Bundesgerichtshof
Urt. v. 04.10.1983, Az.: VI ZR 98/82
Deliktsrechtliche Ansprüche nach einem Sturz auf einem eisglatten Bürgersteig; Beweislast des Geschädigten hinsichtlich der Ursächlichkeit für seinen Unfall; Anscheinsbeweis bei Glatteisunfällen; Notwendigkeit der Hinzuziehung eines Sachverständigen
Bibliographie
- Gericht
- BGH
- Datum
- 04.10.1983
- Aktenzeichen
- VI ZR 98/82
- Entscheidungsform
- Urteil
- Referenz
- WKRS 1983, 12186
- Entscheidungsname
- [keine Angabe]
- ECLI
- [keine Angabe]
Verfahrensgang
- vorgehend
- OLG Koblenz - 02.03.1982
Rechtsgrundlagen
Fundstellen
- JZ 1984, 100-101
- MDR 1984, 219-220 (Volltext mit amtl. LS)

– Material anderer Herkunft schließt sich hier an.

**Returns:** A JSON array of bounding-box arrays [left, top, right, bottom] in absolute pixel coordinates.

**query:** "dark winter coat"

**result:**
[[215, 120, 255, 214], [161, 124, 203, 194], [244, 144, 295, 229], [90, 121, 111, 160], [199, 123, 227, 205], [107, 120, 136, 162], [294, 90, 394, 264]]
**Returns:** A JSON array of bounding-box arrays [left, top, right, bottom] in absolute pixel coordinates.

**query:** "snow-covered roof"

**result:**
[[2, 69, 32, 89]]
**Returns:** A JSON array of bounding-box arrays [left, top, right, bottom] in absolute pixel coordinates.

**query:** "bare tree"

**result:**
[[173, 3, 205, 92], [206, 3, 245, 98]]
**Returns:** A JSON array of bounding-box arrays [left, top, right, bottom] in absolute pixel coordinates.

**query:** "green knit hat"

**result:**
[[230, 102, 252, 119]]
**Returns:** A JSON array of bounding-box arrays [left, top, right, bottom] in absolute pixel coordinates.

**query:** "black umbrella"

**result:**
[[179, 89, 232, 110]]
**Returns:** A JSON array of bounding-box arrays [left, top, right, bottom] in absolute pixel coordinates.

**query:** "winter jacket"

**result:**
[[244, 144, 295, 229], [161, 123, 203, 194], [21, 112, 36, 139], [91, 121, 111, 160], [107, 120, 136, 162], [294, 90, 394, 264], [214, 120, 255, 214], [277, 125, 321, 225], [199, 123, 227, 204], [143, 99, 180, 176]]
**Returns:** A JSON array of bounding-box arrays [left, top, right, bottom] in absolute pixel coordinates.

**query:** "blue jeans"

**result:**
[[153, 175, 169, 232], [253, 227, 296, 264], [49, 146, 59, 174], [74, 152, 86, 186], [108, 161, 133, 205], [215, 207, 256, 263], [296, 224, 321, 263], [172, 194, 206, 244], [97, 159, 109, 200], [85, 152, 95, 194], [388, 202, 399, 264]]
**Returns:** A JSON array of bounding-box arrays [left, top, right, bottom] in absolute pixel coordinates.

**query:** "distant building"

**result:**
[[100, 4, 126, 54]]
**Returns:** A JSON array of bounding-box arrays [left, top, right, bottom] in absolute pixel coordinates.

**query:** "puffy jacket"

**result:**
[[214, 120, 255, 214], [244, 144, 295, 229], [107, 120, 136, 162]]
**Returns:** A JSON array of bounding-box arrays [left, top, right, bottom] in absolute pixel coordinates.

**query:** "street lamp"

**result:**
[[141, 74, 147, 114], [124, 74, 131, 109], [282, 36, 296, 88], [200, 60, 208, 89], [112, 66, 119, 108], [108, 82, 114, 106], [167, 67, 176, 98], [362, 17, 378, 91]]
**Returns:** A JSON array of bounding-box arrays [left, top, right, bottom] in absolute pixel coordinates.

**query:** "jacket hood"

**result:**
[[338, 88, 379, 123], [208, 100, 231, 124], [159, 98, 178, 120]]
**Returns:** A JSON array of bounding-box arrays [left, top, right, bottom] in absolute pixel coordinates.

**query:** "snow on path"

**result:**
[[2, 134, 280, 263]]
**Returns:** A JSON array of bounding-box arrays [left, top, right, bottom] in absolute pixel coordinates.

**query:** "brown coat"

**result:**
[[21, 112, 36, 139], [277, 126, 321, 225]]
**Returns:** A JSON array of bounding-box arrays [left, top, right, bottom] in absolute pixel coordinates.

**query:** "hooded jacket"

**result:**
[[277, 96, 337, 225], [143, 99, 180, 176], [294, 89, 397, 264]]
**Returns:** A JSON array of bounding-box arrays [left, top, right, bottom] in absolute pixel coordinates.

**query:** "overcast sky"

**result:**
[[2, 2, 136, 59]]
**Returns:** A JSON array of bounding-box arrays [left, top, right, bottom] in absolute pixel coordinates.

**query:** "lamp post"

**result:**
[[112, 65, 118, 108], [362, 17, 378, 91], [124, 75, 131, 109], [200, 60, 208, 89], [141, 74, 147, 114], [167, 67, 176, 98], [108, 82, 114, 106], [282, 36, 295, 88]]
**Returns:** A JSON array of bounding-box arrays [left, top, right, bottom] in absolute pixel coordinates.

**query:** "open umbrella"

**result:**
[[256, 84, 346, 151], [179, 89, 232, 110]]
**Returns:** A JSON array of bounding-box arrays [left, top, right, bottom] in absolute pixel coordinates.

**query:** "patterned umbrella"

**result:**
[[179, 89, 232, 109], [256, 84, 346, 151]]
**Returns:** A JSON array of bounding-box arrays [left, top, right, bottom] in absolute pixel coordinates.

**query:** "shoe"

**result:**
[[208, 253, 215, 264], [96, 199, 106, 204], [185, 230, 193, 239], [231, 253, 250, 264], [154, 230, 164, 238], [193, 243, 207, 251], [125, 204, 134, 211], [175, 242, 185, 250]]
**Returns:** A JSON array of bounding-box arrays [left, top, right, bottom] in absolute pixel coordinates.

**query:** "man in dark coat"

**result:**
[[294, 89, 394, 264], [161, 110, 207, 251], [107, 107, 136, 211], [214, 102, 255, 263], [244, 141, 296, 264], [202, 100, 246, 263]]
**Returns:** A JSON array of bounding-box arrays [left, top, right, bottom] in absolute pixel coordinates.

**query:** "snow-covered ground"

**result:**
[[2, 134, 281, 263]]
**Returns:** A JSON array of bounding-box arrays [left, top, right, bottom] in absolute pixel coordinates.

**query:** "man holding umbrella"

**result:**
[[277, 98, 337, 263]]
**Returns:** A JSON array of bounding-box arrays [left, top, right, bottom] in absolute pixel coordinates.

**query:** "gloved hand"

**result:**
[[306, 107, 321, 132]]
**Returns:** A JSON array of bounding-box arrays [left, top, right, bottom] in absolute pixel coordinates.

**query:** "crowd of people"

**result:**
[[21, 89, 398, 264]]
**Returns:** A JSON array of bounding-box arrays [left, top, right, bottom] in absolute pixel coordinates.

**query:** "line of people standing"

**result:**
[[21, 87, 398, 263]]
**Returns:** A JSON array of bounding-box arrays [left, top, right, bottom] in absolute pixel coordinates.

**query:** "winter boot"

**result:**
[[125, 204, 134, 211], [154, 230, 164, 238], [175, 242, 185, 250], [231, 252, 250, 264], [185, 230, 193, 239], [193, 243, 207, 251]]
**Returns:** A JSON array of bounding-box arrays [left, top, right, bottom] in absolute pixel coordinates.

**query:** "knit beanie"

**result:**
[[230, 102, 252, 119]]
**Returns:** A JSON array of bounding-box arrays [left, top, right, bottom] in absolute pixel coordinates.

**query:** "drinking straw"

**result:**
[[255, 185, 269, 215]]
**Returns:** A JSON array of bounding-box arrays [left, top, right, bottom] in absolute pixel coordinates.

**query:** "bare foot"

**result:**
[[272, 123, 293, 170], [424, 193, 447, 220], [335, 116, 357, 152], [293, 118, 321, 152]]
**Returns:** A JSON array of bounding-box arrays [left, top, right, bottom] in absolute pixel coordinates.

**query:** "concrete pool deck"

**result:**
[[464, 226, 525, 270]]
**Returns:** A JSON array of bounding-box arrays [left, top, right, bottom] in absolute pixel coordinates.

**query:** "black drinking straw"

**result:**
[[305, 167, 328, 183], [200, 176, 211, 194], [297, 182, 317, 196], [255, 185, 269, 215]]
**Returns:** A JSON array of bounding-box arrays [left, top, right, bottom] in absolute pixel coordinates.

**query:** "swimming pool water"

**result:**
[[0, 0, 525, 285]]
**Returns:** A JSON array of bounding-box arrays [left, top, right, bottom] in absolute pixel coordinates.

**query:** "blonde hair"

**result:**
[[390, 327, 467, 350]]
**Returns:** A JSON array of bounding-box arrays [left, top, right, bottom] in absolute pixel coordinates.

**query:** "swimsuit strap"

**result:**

- NJW 1984, 432-434 (Volltext mit amtl. LS)
Amtlicher Leitsatz
Zur Beweislast bei einem Glatteisunfall, der sich längere Zeit nach dem Ende der Streupflicht ereignet hat.
Der VI. Zivilsenat des Bundesgerichtshofs hat
auf die mündliche Verhandlung vom 4. Oktober 1983
durch
den Vorsitzenden Richter Dr. Hiddemann und
die Richter Dr. Steffen, Dr. Ankermann, Dr. Lepa und Bischoff
für Recht erkannt:
Tenor:
Die Revision der Klägerin gegen das Urteil des 3. Zivilsenats des Oberlandesgerichts Koblenz vom 2. März 1982 wird zurückgewiesen.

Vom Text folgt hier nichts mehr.